Meski hanya berumur satu tahun, tetapi gerakan ini banyak memberi perubahan dan penyadaran terhadap kaum muda. Samsir salah satu pemuda itu. Samsir gemar membaca buku. Saat itu peredaran buku di tanah air sangat bebas. Pemerintah kolonial tidak membatasi apalagi melarang peredaran buku-buku apapun. Sejak di sekolah dasar, murid-murid pribumi diwajibkan mengunjungi perpustakaan oleh guru-guru dari Belanda. Das Kapital karangan Karl Marx misalnya, Samsir temukan di museum.

Banyak cara mendapatkan buku. Pekerjaan ayah yang seorang ahli barang antik itu, sangat menguntungkan Samsir. Sang ayah, biasa membeli perabotan orang-orang Belanda yang akan pulang ke negerinya setelah berpuluh-puluh tahun hidup di Indonesia. Nah, di antara barang-barang itu, buku termasuk barang yang dijual. Namun, Samsir tangkas mengamankan buku-buku itu sebelum dijual lagi oleh sang ayah.

***

Proklamasi tinggal menanti hari. Sejumlah tokoh pemuda merumuskan dan memandatkan pembacaan proklamasi kepada Soekarno dan Hatta. Samsir pengangum dua tokoh ini. Bersama pemuda lainnya, ia terus mendesak proklamasi. Kepercayaan lalu berubah menjadi kekecewaan ketika Soekarno dan Hatta sebagai presiden Republik Indonesia dan wakilnya berkompromi dengan Belanda. Perjanjian itu disebut dengan perjanjian Linggarjati. Ditandatangani 1946, satu tahun setelah proklamasi kemerdekaan. Semua partai mendukung keputusan Soekarno dan Hatta termasuk Partai Komunis Indonesia (PKI). “Dua tokoh itu pantas dihargai dan dihormati atas perjuangannya melawan kolonial. Tapi rupanya mereka tergelincir justru pada saat memegang kekuasan,” kata Samsir.

Perjanjian ini dinilai mengkhianati proklamasi. Bagi Samsir, proklamasi bukan hanya memerdekaan Jawa, Madura dan Sumatera seperti yang disepakati dalam perjanjian Linggarjati. Proklamasi itu adalah kemerdekaan bangsa-bangsa yang dijajah oleh Belanda. Dari kekecewaan itu, lahirlah sebuah kelompok dimana Samsir bergabung. Kelompok itu awalnya bernama Laskar Rakyat Jakarta Raya. Lalu berganti nama menjadi Laskar Rakyat Jawa Barat yang berpusat di Cirebon. Chaerul Saleh yang nantinya menjadi ketua Majelis Permusyawaratan Rakyat Sementara (MPRS) termasuk dalam kelompok ini.
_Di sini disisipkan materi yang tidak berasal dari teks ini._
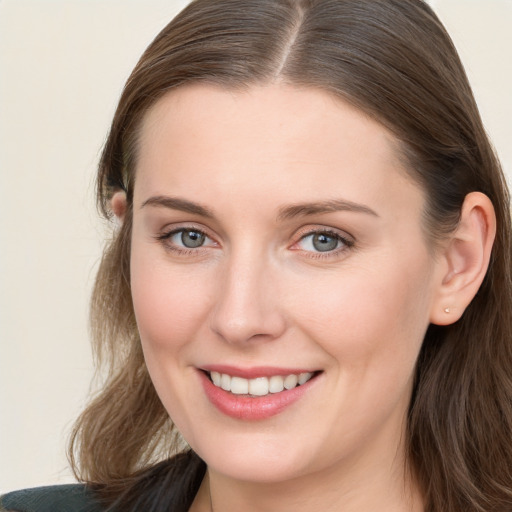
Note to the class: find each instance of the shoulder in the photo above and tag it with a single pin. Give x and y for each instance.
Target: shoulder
(56, 498)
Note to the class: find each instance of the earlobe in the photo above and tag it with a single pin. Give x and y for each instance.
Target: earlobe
(465, 259)
(118, 205)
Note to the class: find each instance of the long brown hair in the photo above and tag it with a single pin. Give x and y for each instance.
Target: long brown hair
(394, 61)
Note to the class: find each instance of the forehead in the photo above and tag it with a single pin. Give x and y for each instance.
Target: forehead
(302, 142)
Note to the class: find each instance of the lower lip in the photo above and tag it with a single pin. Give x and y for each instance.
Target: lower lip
(248, 408)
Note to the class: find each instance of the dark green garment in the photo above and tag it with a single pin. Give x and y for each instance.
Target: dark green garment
(55, 498)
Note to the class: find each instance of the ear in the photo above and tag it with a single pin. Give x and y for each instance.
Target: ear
(118, 205)
(464, 259)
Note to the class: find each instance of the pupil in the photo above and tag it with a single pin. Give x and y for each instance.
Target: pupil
(323, 242)
(192, 239)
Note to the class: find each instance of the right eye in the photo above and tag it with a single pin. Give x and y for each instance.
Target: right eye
(184, 239)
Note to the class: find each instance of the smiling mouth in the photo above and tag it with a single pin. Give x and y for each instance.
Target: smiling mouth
(259, 386)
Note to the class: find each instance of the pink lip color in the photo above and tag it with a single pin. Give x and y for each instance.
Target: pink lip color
(247, 408)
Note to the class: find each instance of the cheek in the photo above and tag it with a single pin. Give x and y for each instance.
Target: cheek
(169, 305)
(372, 317)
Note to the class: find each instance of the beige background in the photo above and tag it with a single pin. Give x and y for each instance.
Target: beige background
(62, 67)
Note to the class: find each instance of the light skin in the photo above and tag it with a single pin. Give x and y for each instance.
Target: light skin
(264, 288)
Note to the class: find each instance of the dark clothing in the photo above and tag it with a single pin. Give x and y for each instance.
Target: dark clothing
(55, 498)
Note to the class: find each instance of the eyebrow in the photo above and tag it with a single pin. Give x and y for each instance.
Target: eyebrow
(176, 203)
(315, 208)
(285, 213)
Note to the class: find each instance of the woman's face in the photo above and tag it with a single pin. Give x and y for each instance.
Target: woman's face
(276, 239)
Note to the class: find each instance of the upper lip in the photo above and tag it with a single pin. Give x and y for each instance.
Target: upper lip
(254, 371)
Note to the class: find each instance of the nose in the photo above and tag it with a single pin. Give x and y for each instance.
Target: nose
(247, 305)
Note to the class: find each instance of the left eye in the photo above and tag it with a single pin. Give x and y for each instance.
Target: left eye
(322, 241)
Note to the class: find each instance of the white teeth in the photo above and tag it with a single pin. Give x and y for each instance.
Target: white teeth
(290, 381)
(276, 384)
(225, 382)
(239, 386)
(259, 386)
(215, 378)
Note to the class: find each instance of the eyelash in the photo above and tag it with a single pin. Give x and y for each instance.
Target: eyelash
(347, 243)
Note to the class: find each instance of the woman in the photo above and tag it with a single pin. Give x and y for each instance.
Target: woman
(311, 278)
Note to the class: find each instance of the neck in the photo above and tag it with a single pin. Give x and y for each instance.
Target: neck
(361, 489)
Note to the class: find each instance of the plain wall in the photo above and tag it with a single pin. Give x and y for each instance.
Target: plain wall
(62, 67)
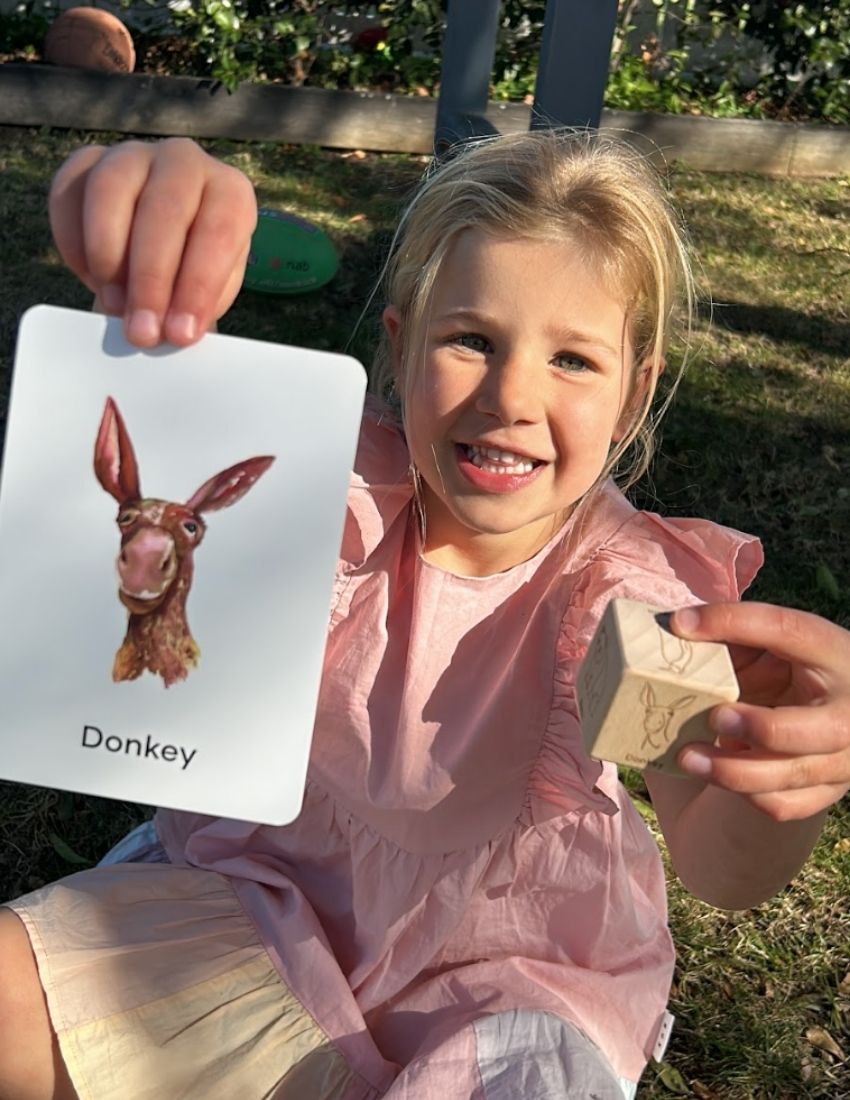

Kelompok ini mempublikasikan sebuah media yang terbit setiap minggu, bernama Godam Jelata. Salah satu artikel yang dimuatnya berjudul “Anti Linggarjati sampai Mati.

Soekarno rupanya tidak senang. Mereka dijadikan target operasi penangkapan. Mereka tetap utuh menjadi kelompok yang menentang Linggarjati. Lari ke gunung dan hutan-hutan di Jawa Barat menghindari sergapan pasukan Soekarno. Ternyata Belanda ingkar terhadap perjanjian itu dengan melakukan agresi militer. Lagi-lagi Soekarno dan Hatta melakukan kompromi melalui perjanjian Renville. Berbeda dengan Linggarjati yang menimbulkan pro dan kontra, perjanjian Renville umumnya ditentang oleh rakyat Indonesia dan partai-partai politik. PNI dan partai Masyumi tegas menolak perjanjian itu.

Anti Renville memicu keras terbentuknya Negara Islam Indonesia di bawah kepemimpinan Kartosuwirjo, pentolan Masyumi. Januari 1948, lebih dari seratus orang perwakilan organisasi Islam yang ada di Jawa Barat mengadakan konferensi di Pangwedusan, Cisayong, Tasikmalaya. Mereka melihat kekosongan kekuasaan di wilayah itu. Kasman, komandan teritorial Sabilillah, mempertimbangkan kekuatan besar antara blok Barat dan blok Timur.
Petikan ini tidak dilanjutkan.